FLOPs

Floating-point operations (FLOPs) are calculations involving floating-point numbers, which are numbers that can have a fractional part. These operations are common in scientific, engineering, and graphics computations. They are different from integer operations, which involve only whole numbers.

How FLOPs are Calculated

  1. Single Operation: A floating-point operation can be a mathematical action like addition, subtraction, multiplication, or division. For example, if a computer performs one million floating-point multiplications in one second, it is performing one million FLOPs.

  2. Fused Multiply-Add (FMA): A special case is the FMA operation, which combines multiplication and addition in a single step. It’s counted as two floating-point operations even though it’s executed as one instruction for efficiency.

Understanding 30 TFLOPs/s

  • TFLOPs/s: TeraFLOPs per second (TFLOPs/s) means trillions of floating-point operations per second. So, 30 TFLOPs/s means the GPU can theoretically perform 30 trillion floating-point operations per second.

  • FP32: FP32 refers to 32-bit floating-point numbers. It’s a way of specifying the precision of the floating-point computations. Each FP32 floating-point number uses 32 bits of memory.

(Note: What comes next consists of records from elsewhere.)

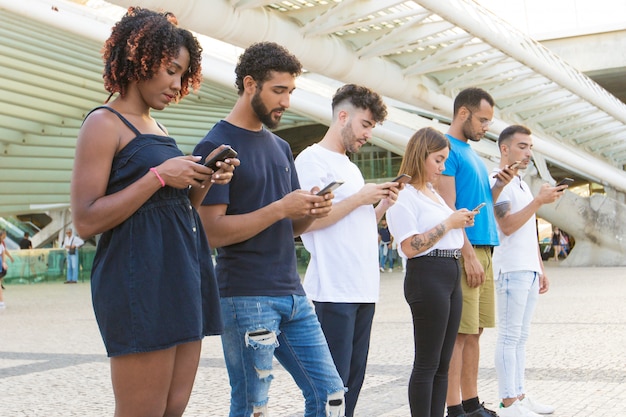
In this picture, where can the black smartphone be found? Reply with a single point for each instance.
(478, 207)
(565, 181)
(330, 187)
(515, 164)
(402, 179)
(222, 155)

  • How It’s Calculated: The 30 TFLOPs/s value is likely calculated based on the theoretical maximum performance of the GPU. For instance, if a GPU has a certain number of cores, each capable of performing a certain number of FMA operations per clock cycle, you would multiply the number of cores by the number of operations per core per cycle and then by the clock speed (in cycles per second) to get FLOPs/s. If this reaches 30 trillion, you have 30 TFLOPs/s.

Global Memory Bandwidth

  • 768GB/s: This is a measure of how much data can be transferred to and from the GPU’s global memory per second. A bandwidth of 768GB/s means the GPU can read or write 768 gigabytes of data per second.